Given that emotions have evolved for good survival reasons they are not about to disappear any time soon. On an individual level we can use neurolinguistic programming to alter the language of the stories we tell ourselves to make sense of who we are so that we do not have to be trapped in emotional blockages from the past. As a child an event is traumatic because he/she lacks information or the cognitive capacity to process information. As an adult you can revisit that early event with more information so you can alter your story and no longer be negatively influenced by it. Of course, applying that technique to whole countries is not easy. However, some have tried. For example, Truth and Reconciliation commissions in Germany and South Africa have achieved a measure of national healing. Concerned commentators in Australia have suggested we also need a similar process to heal Aboriginal Colonial injustices. Although, with the defeat of the Voice recently (2023) the future doesn’t look hopeful.

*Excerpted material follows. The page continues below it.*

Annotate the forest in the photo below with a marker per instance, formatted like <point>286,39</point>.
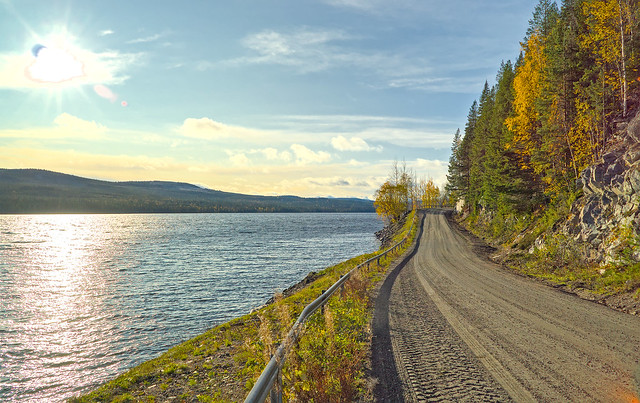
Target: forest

Transnational NGOs like Transparency International encourage governments to increase access to the truth for its people. Journalists in Australia are currently engaged in a Right to Know campaign because whistle blower protections are under threat and FOI legislation seems to have fewer teeth. Proclaiming ‘truth to power’, more often by the left, sounds like a good idea but when that truth is contested by vested interests who use multiple avenues to prosecute that contest, other more subtle persuasions are needed to convince the arrogant teenager.

To summarize, when the underlying economic neo-lib orthodoxy continues to produce greater inequality, precarity of employment and demagogues whose vested interests conspire to manipulate populist fears to their commercial and political advantage, it’s hard to identify who is the teenager. Is it the hapless identity experimenting algorithmically mediated consumer or the insecure but powerfully networked bully? How to intervene with either from a nurturing tolerant parental perspective is undoubtedly the communicative challenge of our times.